Distributed Data Centralized Programming

In the early sixties, the programming was distributed (it was the deck of cards that you carried around), the data was centralized (on large magnetic drums in the computer room), and the execution was centralized (and manned 24/7 by computer operators).

In the middle sixties, we had the brilliant idea that we should store our programs on the disk drives with the computer. No more carrying around decks of cards! We could sit at a TTY terminal, enter our name, password, and the name of our program, and start typing line numbers and code. Then we could just type RUN. Later, if we needed to change something, the source code was already retained at the computer, so we could just log in and edit whatever lines needed changing. Programming was centralized, data was centralized, and execution was centralized.

In the early eighties, microcomputers became readily available. Programming was decentralized (not distributed, just decentralized), data was decentralized, and execution was decentralized.

This was all fine and dandy, but brought forth tons of interdepartmental political and operational issues. For example, what if the remote office in Poughkeepsie wanted to print AP checks? How were their entries going to get into the General Ledger? After a while, especially with the aid of local area networks, we found ourselves in a situation where programming was decentralized, data was distributed, and execution was decentralized.

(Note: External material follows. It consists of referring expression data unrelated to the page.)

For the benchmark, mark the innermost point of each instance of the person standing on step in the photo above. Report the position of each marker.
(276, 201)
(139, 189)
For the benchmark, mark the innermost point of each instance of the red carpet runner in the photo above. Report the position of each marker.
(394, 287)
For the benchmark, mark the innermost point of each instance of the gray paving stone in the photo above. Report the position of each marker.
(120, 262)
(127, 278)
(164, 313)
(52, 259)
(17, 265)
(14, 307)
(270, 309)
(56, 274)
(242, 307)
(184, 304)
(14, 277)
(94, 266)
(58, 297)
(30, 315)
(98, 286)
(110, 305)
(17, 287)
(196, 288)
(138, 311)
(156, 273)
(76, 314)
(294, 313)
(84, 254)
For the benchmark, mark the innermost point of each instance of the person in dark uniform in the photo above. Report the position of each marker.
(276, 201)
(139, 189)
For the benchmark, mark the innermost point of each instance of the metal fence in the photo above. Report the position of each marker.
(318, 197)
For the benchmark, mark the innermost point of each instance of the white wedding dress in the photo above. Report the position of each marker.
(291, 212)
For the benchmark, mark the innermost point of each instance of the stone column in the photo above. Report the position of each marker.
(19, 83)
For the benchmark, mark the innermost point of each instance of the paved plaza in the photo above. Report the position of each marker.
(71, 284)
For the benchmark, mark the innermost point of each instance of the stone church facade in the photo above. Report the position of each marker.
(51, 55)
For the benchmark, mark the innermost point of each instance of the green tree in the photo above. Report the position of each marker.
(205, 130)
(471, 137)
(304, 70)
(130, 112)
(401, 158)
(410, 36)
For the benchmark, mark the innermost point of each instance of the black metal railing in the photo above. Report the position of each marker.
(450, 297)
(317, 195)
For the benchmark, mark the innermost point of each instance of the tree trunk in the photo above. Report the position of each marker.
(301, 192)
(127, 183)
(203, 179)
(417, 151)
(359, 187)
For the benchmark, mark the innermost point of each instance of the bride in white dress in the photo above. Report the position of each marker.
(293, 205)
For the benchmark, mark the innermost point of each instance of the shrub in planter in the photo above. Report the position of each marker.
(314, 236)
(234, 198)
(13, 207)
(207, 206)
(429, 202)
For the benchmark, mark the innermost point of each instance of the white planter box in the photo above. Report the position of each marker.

So now I think we all agree that distributed data and decentralized execution are terrific. But what about the programming - should it remain decentralized, or should it be distributed? Now we see software being developed, for example J2EE platforms, where the programming (and execution) is once again centralized. Then there's talk of DotNet and new developments at Sun where the programming will be distributed (in real time). When should a program be centralized, distributed, or decentralized? Are there certain applications (or constraints of applications) that would favor one methodology over another?

-- JeffChapman

Why should data be distributed? I see little value in that. Everybody has their own copy, and changes are all out of sync. Why not just put it together to better serve OnceAndOnlyOnce? The only value is temporary buffers for times when you are out-of-connection with the central system.

The push away from centralized data in the 1980's was mostly because mainframe tools and UI's did not keep up with the times, not because of any inherent advantage of decentralization. Now the central servers run the same software as the desktops.

Data needs to be distributed because there will never be a central machine holding all data. Yes, only one persistent copy of each data item should exist, but items may be distributed across multiple machines. Aggregation of data should occur at the user machine when requested.

Maybe data should be centralized to the extent that specific groups of people share a common need for it. For example, cookies holding identification information and personal preferences for folks when they visit Web sites are distributed.

In organizations, the PoliticsOfControl? plays a major factor over what data gets Centralized and what data stays at divisional levels. Salespeople like to keep local decentralized control over the contact information for the accounts where they get paid a commission. Meanwhile corporates like to install SalesForceAutomation? to centralize this information. A lot of the battle over centralizing or distributing information has to do with JobSecurity versus control (or ManagementsInterestInDefeatingJobSecurity).